The Battle of Baddowal was an attack in 1846 by troops of the Sikh Empire on a contingent of the British East India Company near Ludhiana in the present-day state of Punjab, India.

The Battle 
After the Sikh army was defeated in the Battle of Mudki and the Battle of Ferozeshah, the British army, led by Sir Harry Smith, marched to relieve Ludhiana. The rear of his Anglo-Indian column was attacked near Baddowal by Sikh troops under Ranjodh Singh. The British army lost baggage and stores. However a week later they defeated the Sikhs at the Battle of Aliwal

Ranjodh Singh Majithia, was the son of Desa Singh Mahithia, one of the most able ministers under Maharaja Ranjit Singh. Ranjodh Singh commanded a large army of ten thousand infantry and cavalry with sixty guns. They crossed the Sutlej and was joined by Ajit Singh of Ladwa. They marched towards Ludhiana and burnt a portion of the British cantonment. Harry Smith (afterwards Governor of Cape Colony), who was sent to relieve Ludhiana, marched eastwards from Ferozepur, keeping a few miles away from the Sutlej.

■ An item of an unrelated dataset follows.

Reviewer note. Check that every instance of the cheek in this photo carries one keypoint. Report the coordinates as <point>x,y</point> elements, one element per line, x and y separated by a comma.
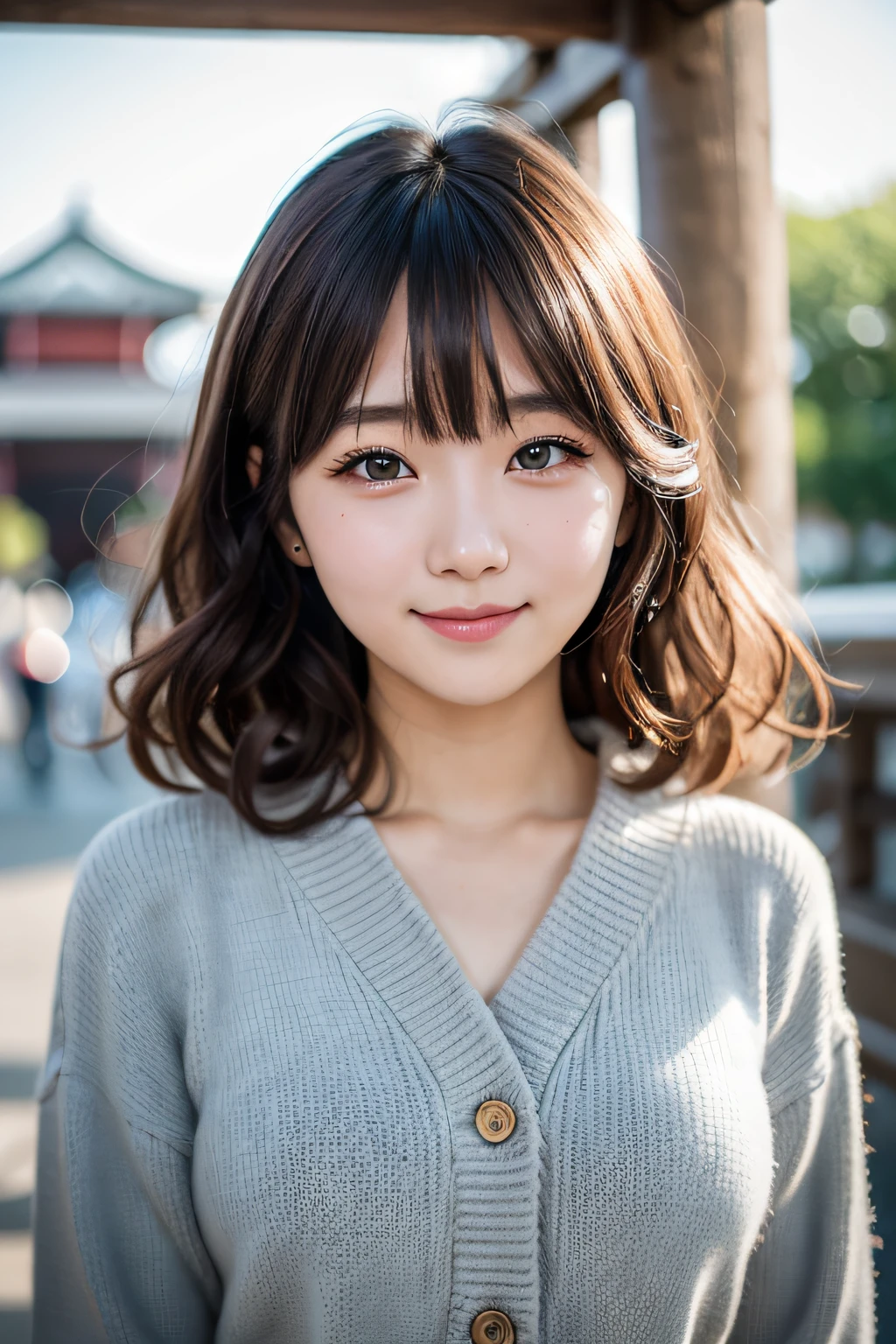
<point>359,547</point>
<point>574,536</point>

Ranjodh Singh Majithia attacked Smith’s column and when Smith tried to make a detour at Buddowal, attacked his rear with great vigour and captured his baggage train and stores on 21 January. Harry Smith states, "the enemy, with a dexterity and quickness not to be exceeded, formed a line of seven battalions directly across my rear, with guns in the intervals of battalions, for the purpose of attacking my column with his line. This was a very able and well-executed move, which rendered my position critical and demanded nerve and decision to evade the coming storm.”

As retribution, the British burnt the Buddowal Fort including the Indian civilians inside it. A memorial was built at this place to keep the legacy of this important event alive.